Dante tunneled his hand in her long, raven hair, luxuriating in the feel of the silken tresses, the sweet scent of rosewater, and the truth of her nearness. “Mina,” he whispered softly. “I see you now, just as I saw you that day. You. A woman with a fiery will, a woman with an indomitable spirit, a woman with a beautiful soul. I saw the mother of my children…and a scared little girl. I saw a formidable foe…and a powerful ally. I see it all now. And I love you. I love you. I love you, Mina Louvet.” She shivered in his arms. “We rule a perilous kingdom. We live in dangerous times. The wolf is always at our backs, but we will meet this challenge together as king and queen…as husband and wife…as master and slave…just as the Realm requires.”
She drew back in surprise, her jaw dropping open. “As master and slave?”
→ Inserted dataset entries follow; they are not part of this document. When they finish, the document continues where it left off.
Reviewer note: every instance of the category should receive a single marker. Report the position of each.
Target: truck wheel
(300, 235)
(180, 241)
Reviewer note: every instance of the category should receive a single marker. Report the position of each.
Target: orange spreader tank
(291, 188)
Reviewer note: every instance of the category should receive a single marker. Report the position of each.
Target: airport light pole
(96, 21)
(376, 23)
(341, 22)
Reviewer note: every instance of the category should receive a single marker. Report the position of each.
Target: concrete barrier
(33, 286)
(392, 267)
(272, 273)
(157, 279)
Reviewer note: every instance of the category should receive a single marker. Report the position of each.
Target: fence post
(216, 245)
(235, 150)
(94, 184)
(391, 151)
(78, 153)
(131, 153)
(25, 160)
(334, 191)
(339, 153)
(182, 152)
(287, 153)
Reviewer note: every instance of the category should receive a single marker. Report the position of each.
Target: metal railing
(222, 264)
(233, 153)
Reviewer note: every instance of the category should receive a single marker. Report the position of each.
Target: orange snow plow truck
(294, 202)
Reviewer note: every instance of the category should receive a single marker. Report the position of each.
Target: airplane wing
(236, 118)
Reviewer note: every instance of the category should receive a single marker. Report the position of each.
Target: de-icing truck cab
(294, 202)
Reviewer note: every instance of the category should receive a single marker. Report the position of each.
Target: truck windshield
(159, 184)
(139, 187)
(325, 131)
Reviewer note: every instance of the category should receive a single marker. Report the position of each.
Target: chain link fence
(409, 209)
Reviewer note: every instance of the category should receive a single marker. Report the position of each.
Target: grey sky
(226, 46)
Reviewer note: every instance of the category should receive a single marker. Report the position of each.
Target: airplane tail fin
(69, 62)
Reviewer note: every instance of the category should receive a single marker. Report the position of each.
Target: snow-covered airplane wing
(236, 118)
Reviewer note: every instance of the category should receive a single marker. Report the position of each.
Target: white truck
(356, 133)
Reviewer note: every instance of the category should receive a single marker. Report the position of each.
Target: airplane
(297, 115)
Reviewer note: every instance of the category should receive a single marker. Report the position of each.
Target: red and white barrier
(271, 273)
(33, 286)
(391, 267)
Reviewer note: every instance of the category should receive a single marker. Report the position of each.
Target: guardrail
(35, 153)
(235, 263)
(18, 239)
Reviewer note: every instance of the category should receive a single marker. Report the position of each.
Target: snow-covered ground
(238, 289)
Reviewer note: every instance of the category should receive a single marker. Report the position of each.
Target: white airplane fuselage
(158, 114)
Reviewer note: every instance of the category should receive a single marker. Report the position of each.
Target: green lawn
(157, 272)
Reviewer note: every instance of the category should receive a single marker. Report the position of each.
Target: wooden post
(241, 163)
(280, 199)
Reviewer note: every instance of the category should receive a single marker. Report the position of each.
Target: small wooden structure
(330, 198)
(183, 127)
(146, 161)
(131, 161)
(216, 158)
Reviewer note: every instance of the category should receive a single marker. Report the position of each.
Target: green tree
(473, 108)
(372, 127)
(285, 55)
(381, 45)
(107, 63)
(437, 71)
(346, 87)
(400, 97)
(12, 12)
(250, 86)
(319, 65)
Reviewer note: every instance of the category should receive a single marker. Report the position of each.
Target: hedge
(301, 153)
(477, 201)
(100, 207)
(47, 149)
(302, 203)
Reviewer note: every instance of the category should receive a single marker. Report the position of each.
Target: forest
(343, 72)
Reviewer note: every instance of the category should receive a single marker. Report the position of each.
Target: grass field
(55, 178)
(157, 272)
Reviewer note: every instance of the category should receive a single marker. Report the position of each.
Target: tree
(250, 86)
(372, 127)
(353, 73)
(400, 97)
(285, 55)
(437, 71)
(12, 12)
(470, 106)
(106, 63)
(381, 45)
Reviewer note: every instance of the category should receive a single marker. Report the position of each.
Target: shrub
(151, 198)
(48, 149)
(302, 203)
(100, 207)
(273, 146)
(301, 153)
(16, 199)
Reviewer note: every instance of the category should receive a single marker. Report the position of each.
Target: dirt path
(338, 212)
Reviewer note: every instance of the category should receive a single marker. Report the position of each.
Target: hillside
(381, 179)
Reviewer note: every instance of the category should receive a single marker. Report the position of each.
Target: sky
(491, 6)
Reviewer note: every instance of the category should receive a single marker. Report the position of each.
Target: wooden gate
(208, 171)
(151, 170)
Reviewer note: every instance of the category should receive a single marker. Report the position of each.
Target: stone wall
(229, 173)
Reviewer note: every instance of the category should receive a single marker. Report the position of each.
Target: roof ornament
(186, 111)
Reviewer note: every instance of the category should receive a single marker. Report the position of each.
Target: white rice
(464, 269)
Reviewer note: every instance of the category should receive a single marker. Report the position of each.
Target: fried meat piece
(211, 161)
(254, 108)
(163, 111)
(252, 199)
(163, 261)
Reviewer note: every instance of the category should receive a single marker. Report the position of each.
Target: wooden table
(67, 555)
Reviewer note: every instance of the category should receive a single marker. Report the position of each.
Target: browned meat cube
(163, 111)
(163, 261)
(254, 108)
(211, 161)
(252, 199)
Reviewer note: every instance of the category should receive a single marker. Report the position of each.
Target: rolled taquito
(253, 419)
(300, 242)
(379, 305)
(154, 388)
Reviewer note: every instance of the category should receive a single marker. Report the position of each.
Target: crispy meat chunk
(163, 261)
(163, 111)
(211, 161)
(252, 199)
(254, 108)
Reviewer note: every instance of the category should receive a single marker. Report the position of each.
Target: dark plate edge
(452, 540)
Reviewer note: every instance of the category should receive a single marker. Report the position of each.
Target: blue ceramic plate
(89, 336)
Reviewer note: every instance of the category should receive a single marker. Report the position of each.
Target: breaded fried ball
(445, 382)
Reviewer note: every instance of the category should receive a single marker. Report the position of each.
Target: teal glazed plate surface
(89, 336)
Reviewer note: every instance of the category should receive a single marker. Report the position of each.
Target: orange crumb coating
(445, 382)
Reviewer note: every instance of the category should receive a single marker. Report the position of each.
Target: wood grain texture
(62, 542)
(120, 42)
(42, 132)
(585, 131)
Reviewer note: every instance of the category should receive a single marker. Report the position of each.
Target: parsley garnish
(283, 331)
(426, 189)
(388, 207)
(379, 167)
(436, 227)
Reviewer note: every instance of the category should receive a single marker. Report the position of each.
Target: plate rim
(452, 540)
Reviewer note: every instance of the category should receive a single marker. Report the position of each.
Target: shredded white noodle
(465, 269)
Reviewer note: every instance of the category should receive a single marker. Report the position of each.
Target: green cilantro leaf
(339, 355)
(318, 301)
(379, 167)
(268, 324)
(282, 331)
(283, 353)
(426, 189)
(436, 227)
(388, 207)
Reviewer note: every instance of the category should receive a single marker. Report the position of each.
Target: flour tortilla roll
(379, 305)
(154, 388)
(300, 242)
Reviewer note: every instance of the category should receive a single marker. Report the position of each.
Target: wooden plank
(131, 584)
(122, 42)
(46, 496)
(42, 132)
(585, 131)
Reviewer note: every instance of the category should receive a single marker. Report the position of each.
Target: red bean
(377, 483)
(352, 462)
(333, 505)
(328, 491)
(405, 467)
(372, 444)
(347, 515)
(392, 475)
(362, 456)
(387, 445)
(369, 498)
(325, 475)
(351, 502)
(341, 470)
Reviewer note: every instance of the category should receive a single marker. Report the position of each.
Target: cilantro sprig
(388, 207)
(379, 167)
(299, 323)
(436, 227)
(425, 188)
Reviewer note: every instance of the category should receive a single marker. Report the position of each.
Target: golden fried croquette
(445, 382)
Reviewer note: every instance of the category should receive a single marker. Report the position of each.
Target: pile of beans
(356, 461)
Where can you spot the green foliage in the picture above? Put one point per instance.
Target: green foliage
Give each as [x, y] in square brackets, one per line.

He nodded, and then he dropped to one knee, took her hand in his, and bowed his head. “Once, I was a slave to my father, a slave to the Realm, a slave to the serpent inside me. And I cannot lie—I will not lie—I will always be a dragon: I will always serve my kingdom. But now, I am slave to only one.” He raised his head and met her emerald gaze, his own eyes brimming with moisture. “You, Mina Louvet. You are my only master, and I would grovel at your feet before I would relinquish your love. Stay with me, forever. Rule this kingdom beside me, not because you must, but because you want to. Let me love you as I should have all these years. Let me earn your loyalty and your trust. I am yours, sweet Mina: heart, body, and soul…if you’ll have me.”